The title of this book and its subtitle, On Umbrellas and Sword Fights, Parade and Dogs, Fire Alarms, Children, and Theater (as well as a brief write-up I'd seen about the book), led me to believe this was going to be a humorous collection of short essays on lighthearted domestic topics. While the essays are short, humor is present, and one section does address some domestic topics, overall the book is a rather serious examination of writing, the theater, acting, and art. An example: One essay is titled "Don't send your characters to reform school," which sounds rather light--but the first sentence is "Sometimes I think that American dramaturgy is based not on Aristotle's Poetics but instead on The Pilgrim's Progress . . . that is to say, what has your character learned, how has she changed, what is her journey?" The essay is only four paragraphs but it examines a serious question about the relationship of the morality play to realism.
Among the other questions Ruhl (a playwright and MacArthur "genius" award winner--she's a smart one, no doubt!) explores in her brief essays are the importance of small powerful words, how the current obsession with subtext has robbed writers of the drama of the sentence, color-blind casting, whether play-writing is teachable (one of the longest essays in the book), and non-adverbial acting (an intriguing concept). She does write about her family but even these pieces are meant not merely to entertain but to elucidate. Even when she ruminates for only a paragraph, about, for example, her son's remarking that ballet is beautiful but he doesn't like it, the reader is challenged to think more deeply.

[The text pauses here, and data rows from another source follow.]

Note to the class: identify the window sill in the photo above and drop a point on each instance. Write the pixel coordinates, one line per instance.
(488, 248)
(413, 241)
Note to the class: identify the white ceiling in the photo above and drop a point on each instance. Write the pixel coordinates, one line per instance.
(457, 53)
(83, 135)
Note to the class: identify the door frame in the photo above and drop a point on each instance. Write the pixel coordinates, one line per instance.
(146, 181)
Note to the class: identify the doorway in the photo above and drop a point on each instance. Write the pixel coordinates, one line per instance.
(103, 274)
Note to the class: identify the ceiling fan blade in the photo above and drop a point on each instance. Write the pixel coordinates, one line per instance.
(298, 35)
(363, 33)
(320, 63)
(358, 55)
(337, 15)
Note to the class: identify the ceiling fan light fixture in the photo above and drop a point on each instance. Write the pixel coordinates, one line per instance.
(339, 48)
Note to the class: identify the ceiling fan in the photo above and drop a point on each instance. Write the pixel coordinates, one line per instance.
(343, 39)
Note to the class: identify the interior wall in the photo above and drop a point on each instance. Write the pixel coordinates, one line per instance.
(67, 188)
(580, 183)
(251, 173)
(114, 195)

Although I got this book from the library, it's the kind of book that I can imagine picking up and rereading essays at random just to challenge myself to think about something not often on my mind. Definitely worth reading.
P.S. Due to a couple of busy weeks, I have gotten behind on my posting, so I'll likely be throwing up several posts tonight and tomorrow.

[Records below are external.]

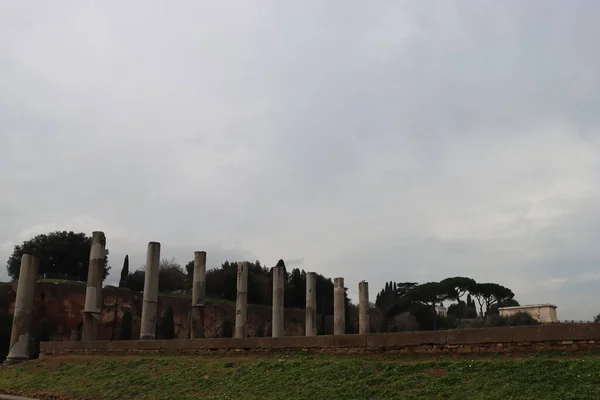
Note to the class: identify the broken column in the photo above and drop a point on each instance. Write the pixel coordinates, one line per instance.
(198, 294)
(278, 279)
(311, 304)
(92, 311)
(339, 307)
(363, 307)
(149, 304)
(20, 334)
(241, 303)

Small, forthright words, used in the service of condensing experience, might have an idea buried in them as large as the most expansive work that wears its intellectualism on its sleeve. The unshed tears of the deeply felt are akin to the unused large words in the service of a thought.
. . . a writer's special purview and intimate power is how a world follows a word.
Being dead is the most airtight defense of one's own aesthetic. [Yes, she is both smart and funny.]
It [playwriting] is as teachable as any other art form, in which we are dependent on a shared history and on our teachers for a sense of form, inspiration, and example; but we are dependent on ourselves alone for our subject matter, our private discipline, our wild fancies, our dreams. The question of whether playwriting is teachable begets other questions, like: is devotion teachable? Is listening teachable? Is a love of art and a willingness to give your life over to art teachable? I believe that these things are teachable mostly by example, and in great silences.